How to Get Good Output from ChatGPT: Few-Shot Prompts

Updated: June 22, 2024

Getting good answers from GPT is a matter of consistency and providing good examples for the model. This is a guide to the prompting technique known as few-shot prompting or few-shot learning.

Few-shot is a fancy term for training a model with your prompt by giving it examples. Most people figure this out naturally, and I’ve seen it given as advice in many ways: “be sure to give it details” or “paste in your product info,” etc. This technique alone can get you a decent way toward “human-like” output, or it can be used to give you more consistent output of any kind. All you are doing is teaching ChatGPT what a good answer looks like.

Say you want ChatGPT to a write a blog article, but it needs to blend in to your site. Give ChatGPT samples of existing articles you’ve written, at least 100 words, or if you’re don’t care about tokens, you can give it whole articles if they fit in the context limits. Include the prompt you would normally use and at least one, preferably two, examples.

Context window lengths have grown considerably over the last year. GPT-3.5-Turbo has a 16k token context window and GPT-4o can handle 128k! Two is a sorry number of examples for solid multi-shot prompting. The more the merrier. If you can afford the tokens I would suggest at least 5 examples in your input for in-context learning, and if they are short, a few dozen isn’t out of the question.
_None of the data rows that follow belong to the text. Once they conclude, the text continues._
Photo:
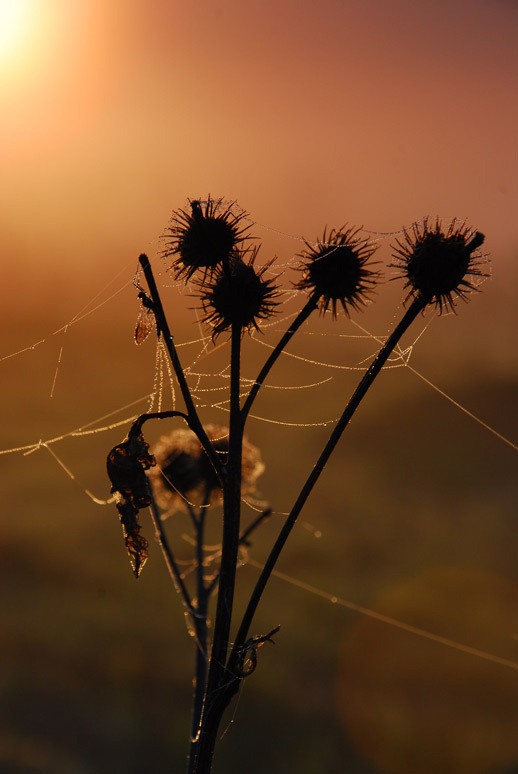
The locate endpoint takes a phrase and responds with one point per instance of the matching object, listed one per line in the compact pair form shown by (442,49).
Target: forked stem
(412,312)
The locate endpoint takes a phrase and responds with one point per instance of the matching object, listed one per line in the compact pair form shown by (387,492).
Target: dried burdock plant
(183,475)
(439,265)
(199,467)
(337,269)
(238,294)
(204,237)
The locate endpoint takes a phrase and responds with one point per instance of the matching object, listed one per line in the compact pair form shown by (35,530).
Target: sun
(13,24)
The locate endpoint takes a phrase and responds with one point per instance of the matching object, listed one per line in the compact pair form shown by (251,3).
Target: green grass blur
(415,517)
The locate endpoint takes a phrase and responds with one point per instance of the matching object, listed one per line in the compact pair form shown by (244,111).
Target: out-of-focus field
(415,518)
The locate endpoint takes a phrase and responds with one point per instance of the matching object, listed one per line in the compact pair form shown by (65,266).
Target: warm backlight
(13,23)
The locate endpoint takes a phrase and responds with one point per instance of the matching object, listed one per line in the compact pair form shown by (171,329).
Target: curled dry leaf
(126,464)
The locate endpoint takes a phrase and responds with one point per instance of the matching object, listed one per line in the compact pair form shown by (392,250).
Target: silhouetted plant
(195,467)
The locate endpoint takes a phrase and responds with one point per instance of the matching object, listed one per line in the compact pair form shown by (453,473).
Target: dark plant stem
(218,678)
(163,330)
(415,308)
(170,560)
(302,316)
(201,635)
(243,540)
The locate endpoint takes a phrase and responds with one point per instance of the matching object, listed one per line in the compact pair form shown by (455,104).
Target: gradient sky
(307,113)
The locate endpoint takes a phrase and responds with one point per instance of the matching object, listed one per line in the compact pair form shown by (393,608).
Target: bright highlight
(13,14)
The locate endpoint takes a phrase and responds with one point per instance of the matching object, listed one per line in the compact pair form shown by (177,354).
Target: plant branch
(244,539)
(415,308)
(163,330)
(218,678)
(302,316)
(170,561)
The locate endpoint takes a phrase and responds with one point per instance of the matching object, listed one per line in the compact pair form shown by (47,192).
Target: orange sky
(307,113)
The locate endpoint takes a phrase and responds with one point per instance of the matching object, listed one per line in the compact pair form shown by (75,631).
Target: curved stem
(163,330)
(170,560)
(201,629)
(218,678)
(302,316)
(415,308)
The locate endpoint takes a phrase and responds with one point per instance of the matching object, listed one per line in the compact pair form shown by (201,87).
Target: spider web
(324,360)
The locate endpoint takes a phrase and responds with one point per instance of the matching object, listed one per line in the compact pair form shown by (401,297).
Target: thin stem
(170,561)
(244,539)
(415,308)
(163,330)
(201,659)
(218,679)
(302,316)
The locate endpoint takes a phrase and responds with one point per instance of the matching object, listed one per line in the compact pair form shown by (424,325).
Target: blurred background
(308,114)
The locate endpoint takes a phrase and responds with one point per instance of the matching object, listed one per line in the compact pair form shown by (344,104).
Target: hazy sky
(307,113)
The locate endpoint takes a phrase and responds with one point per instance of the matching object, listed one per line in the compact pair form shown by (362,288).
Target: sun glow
(13,24)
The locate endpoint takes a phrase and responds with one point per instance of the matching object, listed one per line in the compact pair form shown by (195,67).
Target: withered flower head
(438,264)
(184,472)
(205,236)
(238,294)
(336,269)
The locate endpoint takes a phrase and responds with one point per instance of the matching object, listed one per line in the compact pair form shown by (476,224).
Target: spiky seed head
(335,268)
(204,237)
(238,294)
(184,472)
(439,264)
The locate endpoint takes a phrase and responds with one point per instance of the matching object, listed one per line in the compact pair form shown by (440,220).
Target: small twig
(243,540)
(163,328)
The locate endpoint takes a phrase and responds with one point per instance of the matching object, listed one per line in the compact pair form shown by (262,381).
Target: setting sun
(13,21)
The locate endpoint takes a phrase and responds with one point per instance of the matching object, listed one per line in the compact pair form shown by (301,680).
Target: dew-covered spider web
(301,399)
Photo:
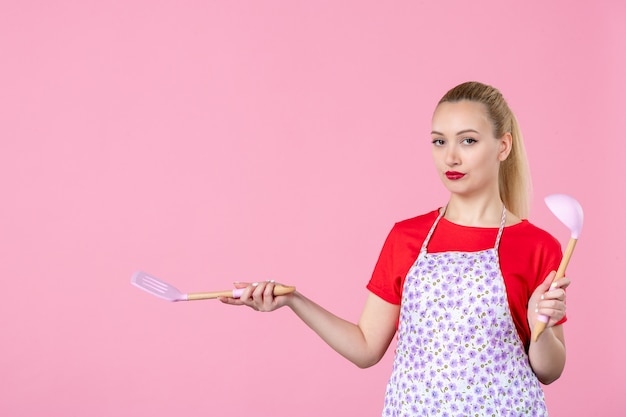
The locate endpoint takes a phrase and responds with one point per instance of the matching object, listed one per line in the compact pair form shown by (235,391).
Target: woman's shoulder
(417,222)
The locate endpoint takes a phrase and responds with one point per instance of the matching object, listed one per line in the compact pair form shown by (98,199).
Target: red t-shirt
(527,255)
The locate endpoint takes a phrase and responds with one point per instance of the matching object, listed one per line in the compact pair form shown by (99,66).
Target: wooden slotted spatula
(168,292)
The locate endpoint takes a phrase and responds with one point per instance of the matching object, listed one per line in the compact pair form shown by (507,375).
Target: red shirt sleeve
(527,255)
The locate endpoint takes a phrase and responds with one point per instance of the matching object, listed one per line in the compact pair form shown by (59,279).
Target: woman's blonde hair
(514,176)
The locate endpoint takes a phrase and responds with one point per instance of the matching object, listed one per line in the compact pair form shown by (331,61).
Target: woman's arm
(364,343)
(547,354)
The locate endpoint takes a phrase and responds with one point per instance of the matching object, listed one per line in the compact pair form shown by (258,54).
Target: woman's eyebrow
(434,132)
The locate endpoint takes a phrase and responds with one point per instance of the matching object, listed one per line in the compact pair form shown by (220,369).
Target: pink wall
(213,141)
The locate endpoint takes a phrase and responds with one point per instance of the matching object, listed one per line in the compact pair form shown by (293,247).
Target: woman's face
(467,156)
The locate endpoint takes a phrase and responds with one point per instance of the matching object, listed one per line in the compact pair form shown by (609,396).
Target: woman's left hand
(548,300)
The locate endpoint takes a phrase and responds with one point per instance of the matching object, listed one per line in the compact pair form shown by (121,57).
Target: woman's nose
(452,156)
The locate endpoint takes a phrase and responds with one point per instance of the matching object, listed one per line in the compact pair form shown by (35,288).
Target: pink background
(213,141)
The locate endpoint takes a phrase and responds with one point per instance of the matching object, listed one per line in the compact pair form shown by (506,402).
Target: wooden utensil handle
(279,289)
(540,326)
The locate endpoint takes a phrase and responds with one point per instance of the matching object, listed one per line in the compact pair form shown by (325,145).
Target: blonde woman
(462,285)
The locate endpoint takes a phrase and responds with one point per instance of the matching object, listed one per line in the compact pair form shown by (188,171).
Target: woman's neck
(485,212)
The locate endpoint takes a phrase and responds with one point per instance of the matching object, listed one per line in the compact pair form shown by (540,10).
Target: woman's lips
(454,175)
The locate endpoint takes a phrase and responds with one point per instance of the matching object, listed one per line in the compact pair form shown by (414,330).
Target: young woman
(461,285)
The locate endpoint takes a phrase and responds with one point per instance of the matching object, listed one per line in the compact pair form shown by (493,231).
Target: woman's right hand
(258,296)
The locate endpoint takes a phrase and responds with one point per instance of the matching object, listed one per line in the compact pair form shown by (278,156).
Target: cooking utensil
(163,290)
(570,213)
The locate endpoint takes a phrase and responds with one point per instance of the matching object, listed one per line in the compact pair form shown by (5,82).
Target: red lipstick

User: Write me a 700 word how-to guide on X
Assistant: -- Your pre-existing writing sample or article 1 --

User: Write me a 700 word how-to guide on Y
Assistant: -- Your pre-existing writing sample or article 2 --

Write me a 700 word how-to guide on Z

In the above example that whole thing is your prompt. It would contain two examples of your desired style. It shows the model how to respond. The final request (Z) is your actual prompt — the one you want answered.
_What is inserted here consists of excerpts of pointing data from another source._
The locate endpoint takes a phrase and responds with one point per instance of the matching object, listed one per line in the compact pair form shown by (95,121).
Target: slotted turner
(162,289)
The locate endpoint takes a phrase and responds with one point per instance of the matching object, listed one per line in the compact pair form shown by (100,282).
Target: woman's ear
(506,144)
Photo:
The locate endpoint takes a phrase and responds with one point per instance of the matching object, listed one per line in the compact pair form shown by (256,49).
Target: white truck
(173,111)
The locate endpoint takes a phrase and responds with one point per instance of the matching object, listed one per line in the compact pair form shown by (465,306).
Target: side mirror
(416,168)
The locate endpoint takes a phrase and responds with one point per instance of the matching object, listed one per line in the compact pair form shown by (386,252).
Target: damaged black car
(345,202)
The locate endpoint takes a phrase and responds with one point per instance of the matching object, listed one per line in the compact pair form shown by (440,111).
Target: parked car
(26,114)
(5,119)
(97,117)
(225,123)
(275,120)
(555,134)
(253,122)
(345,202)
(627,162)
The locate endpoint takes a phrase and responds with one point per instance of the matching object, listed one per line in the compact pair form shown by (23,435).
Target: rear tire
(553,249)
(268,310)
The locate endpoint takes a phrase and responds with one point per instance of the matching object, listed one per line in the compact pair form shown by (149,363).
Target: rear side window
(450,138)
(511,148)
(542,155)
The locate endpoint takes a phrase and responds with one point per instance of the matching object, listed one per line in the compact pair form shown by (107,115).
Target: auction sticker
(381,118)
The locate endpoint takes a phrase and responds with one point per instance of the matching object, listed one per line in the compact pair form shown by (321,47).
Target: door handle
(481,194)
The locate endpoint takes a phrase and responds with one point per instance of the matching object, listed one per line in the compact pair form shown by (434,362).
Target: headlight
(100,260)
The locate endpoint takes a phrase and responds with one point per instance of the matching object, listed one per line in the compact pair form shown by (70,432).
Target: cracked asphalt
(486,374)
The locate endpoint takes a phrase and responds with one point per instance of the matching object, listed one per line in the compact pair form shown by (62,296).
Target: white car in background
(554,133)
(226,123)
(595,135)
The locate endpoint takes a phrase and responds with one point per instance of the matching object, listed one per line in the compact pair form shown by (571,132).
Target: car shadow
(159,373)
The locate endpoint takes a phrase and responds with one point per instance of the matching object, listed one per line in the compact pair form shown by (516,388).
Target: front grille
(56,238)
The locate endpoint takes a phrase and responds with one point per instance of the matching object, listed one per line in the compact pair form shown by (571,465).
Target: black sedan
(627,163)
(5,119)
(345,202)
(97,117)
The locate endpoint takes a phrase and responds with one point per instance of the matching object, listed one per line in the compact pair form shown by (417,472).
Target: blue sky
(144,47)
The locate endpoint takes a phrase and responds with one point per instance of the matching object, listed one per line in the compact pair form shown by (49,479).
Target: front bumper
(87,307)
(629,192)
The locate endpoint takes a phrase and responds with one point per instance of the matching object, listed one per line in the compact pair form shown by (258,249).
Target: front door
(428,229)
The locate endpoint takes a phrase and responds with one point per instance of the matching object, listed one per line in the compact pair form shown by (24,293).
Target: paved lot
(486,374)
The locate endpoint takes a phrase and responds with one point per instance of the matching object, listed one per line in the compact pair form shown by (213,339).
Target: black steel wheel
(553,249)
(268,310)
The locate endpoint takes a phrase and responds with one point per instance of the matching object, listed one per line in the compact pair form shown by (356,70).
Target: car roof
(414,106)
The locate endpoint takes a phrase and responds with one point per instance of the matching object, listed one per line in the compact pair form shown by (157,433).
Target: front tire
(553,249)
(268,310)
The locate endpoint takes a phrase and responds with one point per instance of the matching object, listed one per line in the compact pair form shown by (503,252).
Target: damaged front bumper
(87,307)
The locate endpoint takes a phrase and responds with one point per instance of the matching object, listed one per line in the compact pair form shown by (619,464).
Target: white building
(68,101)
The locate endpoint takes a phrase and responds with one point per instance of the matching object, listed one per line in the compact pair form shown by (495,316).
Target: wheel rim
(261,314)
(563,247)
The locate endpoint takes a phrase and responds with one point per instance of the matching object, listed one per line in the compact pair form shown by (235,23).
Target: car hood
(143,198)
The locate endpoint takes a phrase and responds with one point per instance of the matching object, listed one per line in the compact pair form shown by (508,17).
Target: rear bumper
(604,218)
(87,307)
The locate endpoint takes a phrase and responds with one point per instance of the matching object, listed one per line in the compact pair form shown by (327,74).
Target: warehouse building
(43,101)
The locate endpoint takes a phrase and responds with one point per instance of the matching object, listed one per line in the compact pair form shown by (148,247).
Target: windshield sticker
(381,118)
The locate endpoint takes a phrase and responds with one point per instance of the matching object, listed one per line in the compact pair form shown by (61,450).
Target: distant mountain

You’ll get an article about Z. From then on in the conversation give your prompt and the new topic and it will know the drill. If there is a clear format and voice to your examples, it will attempt to emulate it. The more examples you give and the more consistent the writing style and format of the samples you use the better your results will be.

This is useful for getting formatted outputs too. e.g.:
(use real product examples)

Product Format Example #1
Item: X
Desc: X
Sizes: X, X, X
Price: $X

Product Format Example #2
Item: X
Desc: X
Sizes: X, X, X
Price: $X

Put these products into the format used in the examples above:
-- bunch of messy unstructured product info --

That’s all your prompt. You get the idea. Like I said, you’re probably already doing this in some form. Now do it more consciously and intentionally, and craft good examples for GPT, and you will get better output. The prompts can be anything, the key is consistency and good examples — preferably at least two, to help it establish a pattern.
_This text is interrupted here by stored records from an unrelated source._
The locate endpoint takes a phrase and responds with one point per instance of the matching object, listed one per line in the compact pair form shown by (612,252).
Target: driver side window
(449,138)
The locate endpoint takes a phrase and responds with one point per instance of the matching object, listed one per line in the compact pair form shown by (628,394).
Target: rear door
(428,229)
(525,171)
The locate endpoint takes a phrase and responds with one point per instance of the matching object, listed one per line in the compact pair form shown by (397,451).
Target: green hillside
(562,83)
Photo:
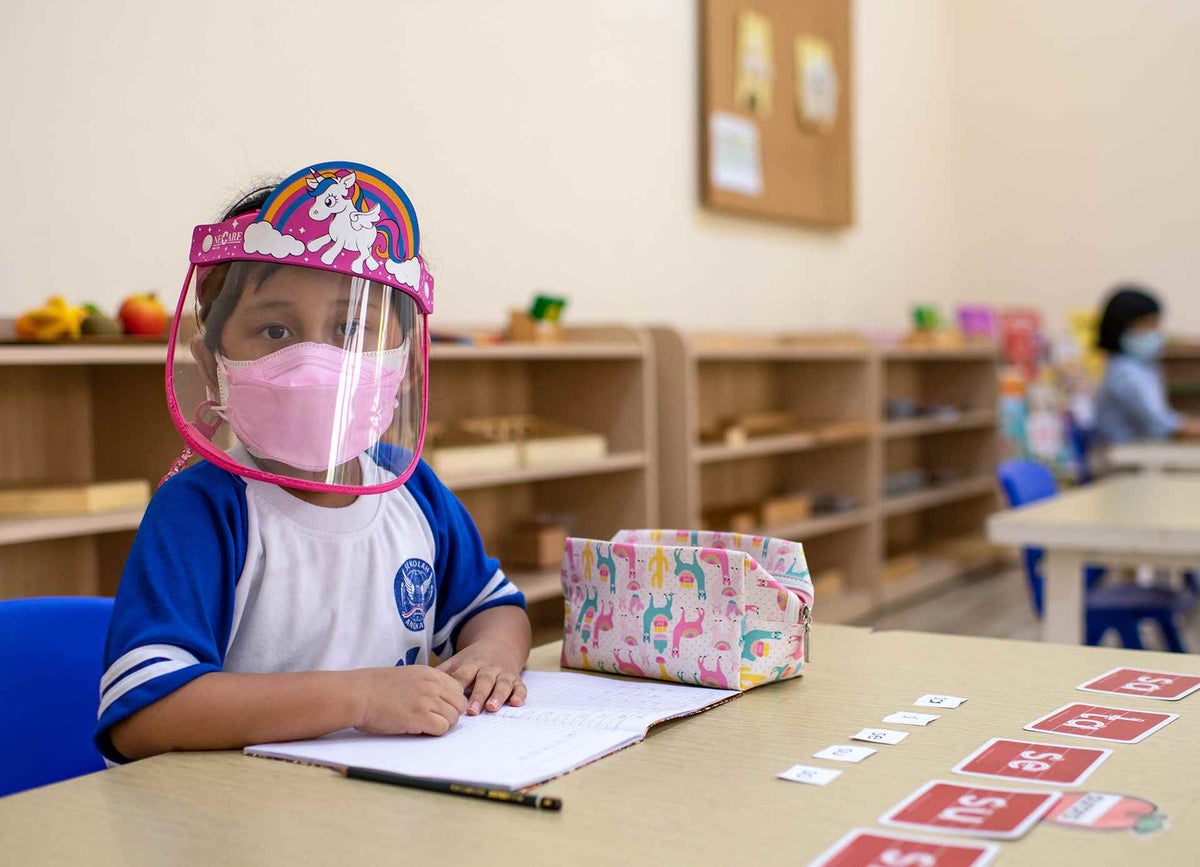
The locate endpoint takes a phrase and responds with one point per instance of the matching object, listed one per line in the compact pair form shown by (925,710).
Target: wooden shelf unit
(705,378)
(73,414)
(831,387)
(957,452)
(600,380)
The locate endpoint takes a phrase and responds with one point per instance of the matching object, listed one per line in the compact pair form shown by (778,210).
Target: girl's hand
(489,671)
(407,700)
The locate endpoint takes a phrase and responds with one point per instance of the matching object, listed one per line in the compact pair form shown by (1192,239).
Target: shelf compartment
(939,496)
(538,585)
(977,352)
(819,525)
(936,567)
(57,354)
(19,530)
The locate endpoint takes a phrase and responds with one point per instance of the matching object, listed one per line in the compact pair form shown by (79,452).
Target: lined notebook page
(569,721)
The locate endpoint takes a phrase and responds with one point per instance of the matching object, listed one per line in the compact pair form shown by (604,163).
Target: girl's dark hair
(1126,304)
(219,292)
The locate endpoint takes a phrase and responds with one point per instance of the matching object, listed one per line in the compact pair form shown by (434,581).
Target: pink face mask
(311,406)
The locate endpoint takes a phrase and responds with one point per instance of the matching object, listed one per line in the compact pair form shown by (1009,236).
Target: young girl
(1132,400)
(297,580)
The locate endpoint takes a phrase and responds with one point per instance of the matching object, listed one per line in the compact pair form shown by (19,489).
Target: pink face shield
(299,351)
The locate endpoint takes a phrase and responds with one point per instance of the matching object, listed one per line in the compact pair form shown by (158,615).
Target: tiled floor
(999,607)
Few-shot prompting can be especially important if you are using open or uncensored llms for writing. If you are trying to establish a particular writing style there is no substitute for feeding the model multiple idealized examples in your prompt. There are many ways to make language model output unique, but to make a model sound like YOU takes input from you.

(Note: This is a version of a guide I have previously posted elsewhere – D.D.)